Feu vert de la Cour Supérieure des Comptes et du Contentieux Administratif à un contrat de 542,6 millions de dollars pour la sécurisation des frontières
La Cour Supérieure des Comptes et du Contentieux Administratif (CSCCA) a validé l’accord conclu entre l’État haïtien et la société Evergreen Trading System Limited dans le cadre d’un vaste programme de sécurisation des frontières terrestres et maritimes. Selon des informations publiées mardi par le quotidien Le Nouvelliste, le dispositif vise notamment à moderniser les contrôles douaniers et à renforcer la lutte contre la criminalité transnationale.
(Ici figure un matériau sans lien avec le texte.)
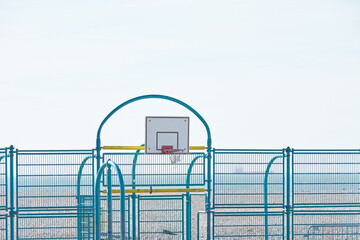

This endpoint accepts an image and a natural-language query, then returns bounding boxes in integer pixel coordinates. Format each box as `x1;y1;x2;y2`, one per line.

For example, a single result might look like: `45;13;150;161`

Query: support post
9;145;16;240
95;160;125;240
186;156;205;240
107;165;113;240
264;156;283;240
205;149;212;240
285;147;291;240
76;156;94;240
Port-au-Prince, le 24 février 2026 —L’accord implique plusieurs institutions publiques, dont les ministères de l’Économie et des Finances, de la Justice et de la Sécurité publique, de l’Intérieur et des Collectivités territoriales ainsi que de la Défense. Il prévoit un renforcement du contrôle frontalier, la modernisation des infrastructures douanières et l’amélioration des capacités de l’État face à la contrebande, à la fraude fiscale et aux réseaux criminels.
Interrogé par Le Nouvelliste, le Premier ministre Alix Didier Fils-Aimé a confirmé l’aval de la Cour. Il a indiqué que la phase préparatoire devrait débuter dans environ un mois, tout en précisant que les résultats concrets ne seront perceptibles qu’à moyen terme. La priorité immédiate, selon lui, sera d’améliorer la fiabilité du contrôle de la valeur et de la qualité des marchandises aux postes frontaliers afin d’augmenter les recettes publiques.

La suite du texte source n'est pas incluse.